You may print or echo $content variable to verify if the source is read properly.
$content=file_get_contents($sourceURL); echo $content
The HTML output of the given URL should be displayed. Now we have HTML output, let’s read anchor tags.
Alternatively, cURL can also be used to retrieve the source of a given URL.
Step 3: Strip all tags except <a>
Use strip_tags()
to strip HTML and PHP tags from a string, but allow only anchor (<a>
) tag. Allowing <a>
tag will help you to retrieve links and anyways other tags are not required.

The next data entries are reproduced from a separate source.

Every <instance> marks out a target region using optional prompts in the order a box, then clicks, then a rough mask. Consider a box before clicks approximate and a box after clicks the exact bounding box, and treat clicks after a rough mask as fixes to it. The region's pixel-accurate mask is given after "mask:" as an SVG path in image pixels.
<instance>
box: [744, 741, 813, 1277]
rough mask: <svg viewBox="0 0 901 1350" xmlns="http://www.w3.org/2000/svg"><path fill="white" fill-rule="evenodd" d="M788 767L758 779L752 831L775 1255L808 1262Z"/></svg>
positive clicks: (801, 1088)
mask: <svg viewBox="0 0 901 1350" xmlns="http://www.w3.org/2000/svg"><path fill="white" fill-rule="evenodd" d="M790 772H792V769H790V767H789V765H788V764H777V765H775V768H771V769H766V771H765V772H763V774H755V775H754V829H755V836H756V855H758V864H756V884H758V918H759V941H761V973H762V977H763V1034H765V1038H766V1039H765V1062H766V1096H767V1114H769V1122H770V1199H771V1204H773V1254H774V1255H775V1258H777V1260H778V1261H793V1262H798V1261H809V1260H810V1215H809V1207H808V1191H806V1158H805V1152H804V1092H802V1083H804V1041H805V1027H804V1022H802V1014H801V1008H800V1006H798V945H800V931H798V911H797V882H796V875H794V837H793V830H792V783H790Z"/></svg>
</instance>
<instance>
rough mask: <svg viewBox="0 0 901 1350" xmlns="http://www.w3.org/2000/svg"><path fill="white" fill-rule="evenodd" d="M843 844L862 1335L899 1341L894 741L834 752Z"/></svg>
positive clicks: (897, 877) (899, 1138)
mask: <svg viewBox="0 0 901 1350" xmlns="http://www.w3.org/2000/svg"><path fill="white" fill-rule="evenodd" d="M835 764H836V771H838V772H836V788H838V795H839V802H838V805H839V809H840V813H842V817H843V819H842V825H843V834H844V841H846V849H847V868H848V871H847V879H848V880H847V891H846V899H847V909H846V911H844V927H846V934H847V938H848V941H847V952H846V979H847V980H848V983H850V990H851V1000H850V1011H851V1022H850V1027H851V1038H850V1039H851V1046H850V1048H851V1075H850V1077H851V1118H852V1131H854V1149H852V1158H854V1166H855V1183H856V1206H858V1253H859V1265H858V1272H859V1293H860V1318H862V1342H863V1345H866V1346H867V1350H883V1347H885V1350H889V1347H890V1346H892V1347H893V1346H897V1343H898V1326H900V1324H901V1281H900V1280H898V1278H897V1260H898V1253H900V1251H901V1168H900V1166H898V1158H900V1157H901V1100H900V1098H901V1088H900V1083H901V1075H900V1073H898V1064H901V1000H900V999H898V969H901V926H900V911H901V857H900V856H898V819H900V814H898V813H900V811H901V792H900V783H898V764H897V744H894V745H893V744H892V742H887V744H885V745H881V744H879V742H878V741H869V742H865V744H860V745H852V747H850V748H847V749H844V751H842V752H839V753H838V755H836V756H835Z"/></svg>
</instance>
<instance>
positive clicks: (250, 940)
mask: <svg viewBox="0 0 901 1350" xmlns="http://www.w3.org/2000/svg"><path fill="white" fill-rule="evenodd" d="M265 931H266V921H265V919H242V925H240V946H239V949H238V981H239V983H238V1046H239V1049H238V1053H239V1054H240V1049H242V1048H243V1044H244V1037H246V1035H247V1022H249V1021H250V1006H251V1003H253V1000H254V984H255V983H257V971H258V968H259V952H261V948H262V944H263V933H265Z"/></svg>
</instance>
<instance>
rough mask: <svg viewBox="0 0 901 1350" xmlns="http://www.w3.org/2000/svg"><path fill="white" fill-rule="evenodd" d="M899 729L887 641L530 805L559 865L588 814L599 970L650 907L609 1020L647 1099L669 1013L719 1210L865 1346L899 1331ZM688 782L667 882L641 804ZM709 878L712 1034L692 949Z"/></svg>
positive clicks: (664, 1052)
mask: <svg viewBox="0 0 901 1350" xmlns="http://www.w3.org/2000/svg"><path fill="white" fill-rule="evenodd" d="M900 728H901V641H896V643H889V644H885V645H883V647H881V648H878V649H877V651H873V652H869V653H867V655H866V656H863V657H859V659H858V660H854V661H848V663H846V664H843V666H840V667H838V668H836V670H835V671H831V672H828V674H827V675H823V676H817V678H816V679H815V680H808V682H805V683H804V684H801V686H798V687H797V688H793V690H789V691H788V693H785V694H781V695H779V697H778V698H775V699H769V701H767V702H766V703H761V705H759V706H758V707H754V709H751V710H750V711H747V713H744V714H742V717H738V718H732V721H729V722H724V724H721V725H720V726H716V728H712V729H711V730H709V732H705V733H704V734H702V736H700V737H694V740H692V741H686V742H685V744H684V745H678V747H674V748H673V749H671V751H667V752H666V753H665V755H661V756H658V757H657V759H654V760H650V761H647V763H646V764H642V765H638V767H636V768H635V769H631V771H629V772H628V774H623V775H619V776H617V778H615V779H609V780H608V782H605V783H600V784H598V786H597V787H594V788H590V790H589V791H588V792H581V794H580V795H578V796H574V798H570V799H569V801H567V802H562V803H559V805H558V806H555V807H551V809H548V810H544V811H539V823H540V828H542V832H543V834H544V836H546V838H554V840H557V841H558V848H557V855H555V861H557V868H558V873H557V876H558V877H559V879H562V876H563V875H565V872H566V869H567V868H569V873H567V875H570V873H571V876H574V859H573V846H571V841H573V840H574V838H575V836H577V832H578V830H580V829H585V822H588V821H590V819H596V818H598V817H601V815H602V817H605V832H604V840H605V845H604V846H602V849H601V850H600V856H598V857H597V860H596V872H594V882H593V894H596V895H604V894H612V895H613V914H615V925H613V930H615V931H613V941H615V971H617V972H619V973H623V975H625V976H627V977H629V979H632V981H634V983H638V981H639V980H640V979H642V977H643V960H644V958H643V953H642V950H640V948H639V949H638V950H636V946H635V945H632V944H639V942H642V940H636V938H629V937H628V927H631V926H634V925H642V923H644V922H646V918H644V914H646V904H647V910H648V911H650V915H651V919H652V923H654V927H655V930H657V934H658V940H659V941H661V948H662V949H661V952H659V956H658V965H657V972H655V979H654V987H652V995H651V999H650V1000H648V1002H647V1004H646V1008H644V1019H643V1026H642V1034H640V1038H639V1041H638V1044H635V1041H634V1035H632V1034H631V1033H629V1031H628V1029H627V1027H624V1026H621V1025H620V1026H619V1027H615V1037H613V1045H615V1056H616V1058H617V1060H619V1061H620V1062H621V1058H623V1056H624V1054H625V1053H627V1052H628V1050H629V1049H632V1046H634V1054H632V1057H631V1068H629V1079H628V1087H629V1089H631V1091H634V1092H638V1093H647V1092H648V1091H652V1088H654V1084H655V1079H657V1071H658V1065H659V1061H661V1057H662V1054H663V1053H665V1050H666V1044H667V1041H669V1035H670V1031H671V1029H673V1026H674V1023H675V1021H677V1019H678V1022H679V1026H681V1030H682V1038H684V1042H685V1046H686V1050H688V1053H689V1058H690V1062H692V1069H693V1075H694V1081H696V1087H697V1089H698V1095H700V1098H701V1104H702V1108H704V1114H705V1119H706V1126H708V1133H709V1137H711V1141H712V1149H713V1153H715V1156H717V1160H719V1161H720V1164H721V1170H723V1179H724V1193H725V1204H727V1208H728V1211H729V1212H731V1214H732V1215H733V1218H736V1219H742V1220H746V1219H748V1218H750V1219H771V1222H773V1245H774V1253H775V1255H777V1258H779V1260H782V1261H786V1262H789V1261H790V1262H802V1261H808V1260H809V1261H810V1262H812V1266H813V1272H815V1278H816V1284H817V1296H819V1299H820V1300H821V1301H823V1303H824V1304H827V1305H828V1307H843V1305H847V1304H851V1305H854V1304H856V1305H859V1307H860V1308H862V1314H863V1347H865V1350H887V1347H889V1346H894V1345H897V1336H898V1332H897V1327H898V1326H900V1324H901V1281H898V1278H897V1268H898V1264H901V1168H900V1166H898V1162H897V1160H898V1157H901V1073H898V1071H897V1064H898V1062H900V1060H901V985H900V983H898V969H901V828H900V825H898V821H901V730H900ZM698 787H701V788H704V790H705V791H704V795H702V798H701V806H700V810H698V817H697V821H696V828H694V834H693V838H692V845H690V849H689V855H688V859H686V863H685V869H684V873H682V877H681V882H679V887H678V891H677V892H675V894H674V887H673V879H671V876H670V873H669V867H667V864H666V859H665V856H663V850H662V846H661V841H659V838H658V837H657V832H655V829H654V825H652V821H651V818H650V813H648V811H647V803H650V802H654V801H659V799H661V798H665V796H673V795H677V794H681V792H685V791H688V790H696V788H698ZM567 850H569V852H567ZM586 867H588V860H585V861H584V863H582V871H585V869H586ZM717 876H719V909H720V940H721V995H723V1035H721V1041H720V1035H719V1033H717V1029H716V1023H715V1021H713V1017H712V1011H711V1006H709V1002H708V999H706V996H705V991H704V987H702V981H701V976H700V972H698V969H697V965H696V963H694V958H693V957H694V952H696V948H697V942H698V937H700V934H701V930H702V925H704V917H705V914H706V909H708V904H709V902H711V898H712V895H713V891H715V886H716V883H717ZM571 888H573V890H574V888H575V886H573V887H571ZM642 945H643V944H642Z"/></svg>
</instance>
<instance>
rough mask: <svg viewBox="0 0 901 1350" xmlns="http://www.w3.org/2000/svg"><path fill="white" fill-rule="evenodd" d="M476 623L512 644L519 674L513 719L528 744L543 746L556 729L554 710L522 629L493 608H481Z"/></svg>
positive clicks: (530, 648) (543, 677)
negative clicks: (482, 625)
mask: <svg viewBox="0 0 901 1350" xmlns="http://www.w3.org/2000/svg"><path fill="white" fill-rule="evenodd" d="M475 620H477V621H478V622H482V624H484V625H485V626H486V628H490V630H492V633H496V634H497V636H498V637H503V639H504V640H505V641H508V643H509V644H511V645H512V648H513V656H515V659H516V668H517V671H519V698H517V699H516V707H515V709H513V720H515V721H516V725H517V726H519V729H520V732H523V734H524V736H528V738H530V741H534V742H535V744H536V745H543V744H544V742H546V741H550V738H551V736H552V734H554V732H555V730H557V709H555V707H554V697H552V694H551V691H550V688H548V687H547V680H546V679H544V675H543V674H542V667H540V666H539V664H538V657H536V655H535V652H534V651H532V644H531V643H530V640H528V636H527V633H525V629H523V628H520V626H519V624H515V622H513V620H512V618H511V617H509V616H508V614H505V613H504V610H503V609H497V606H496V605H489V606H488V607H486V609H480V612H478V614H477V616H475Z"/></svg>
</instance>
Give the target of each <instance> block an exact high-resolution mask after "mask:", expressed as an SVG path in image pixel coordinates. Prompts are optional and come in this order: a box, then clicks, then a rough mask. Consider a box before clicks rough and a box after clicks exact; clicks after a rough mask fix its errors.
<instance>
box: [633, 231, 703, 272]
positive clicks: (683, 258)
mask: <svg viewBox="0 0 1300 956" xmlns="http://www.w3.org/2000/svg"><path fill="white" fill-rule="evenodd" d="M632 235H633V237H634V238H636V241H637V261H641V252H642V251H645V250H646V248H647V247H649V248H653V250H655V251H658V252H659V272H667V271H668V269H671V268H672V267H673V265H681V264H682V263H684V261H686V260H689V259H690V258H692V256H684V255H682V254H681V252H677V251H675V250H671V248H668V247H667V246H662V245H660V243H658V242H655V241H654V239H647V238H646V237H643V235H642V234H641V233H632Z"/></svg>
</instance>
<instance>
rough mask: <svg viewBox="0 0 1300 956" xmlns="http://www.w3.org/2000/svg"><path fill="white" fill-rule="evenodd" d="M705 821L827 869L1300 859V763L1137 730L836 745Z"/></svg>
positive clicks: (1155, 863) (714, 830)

$content = strip_tags($content,"<a>");
The above line will store stripped contents along with <a>
tags in $content variable.
To understand how strip_tags
work, let’s consider an example string $text that contains <div>
tag and <a>
tag. The below code will strip all <div>
tags and leave <a>
tags untouched.
<?php $text = '<div>Example content to explain strip tags</div><!-- Comment --> <a href="#test">Linked Text</a>'; echo strip_tags($text,'<a>'); ?>
Sample output:
Example content to explain strip tags <a href="#test">Linked Text</a>
So, now $content variable contains stripped contents plus <a>
tags.
Step 4: Use preg_split() to split a string into substrings.
preg_split()
function will split a given string by a regular expression and returns an associative array. The pattern would be <a>
in our case.
$subString = preg_split("/<\/a>/",$content);
Use print_r($subString)
to view the associate array.
Step 5: Loop through associative array and print links
Use foreach
to loop through associative array and search for the occurrences of <a>
and print only links as shown below.
foreach ( $subString as $val ){ if( strpos($val, "<a href=") !== FALSE ){ $val = preg_replace("/.*<a\s+href=\"/sm","",$val); $val = preg_replace("/\".*/","",$val); print $val."\n"; } }
That’s it! Here’s the complete code.
<?php $sourceURL="http://example.com"; $content=file_get_contents($sourceURL); $content = strip_tags($content,"<a>"); $subString = preg_split("/<\/a>/",$content); foreach ( $subString as $val ){ if( strpos($val, "<a href=") !== FALSE ){ $val = preg_replace("/.*<a\s+href=\"/sm","",$val); $val = preg_replace("/\".*/","",$val); print $val."\n"; } } ?>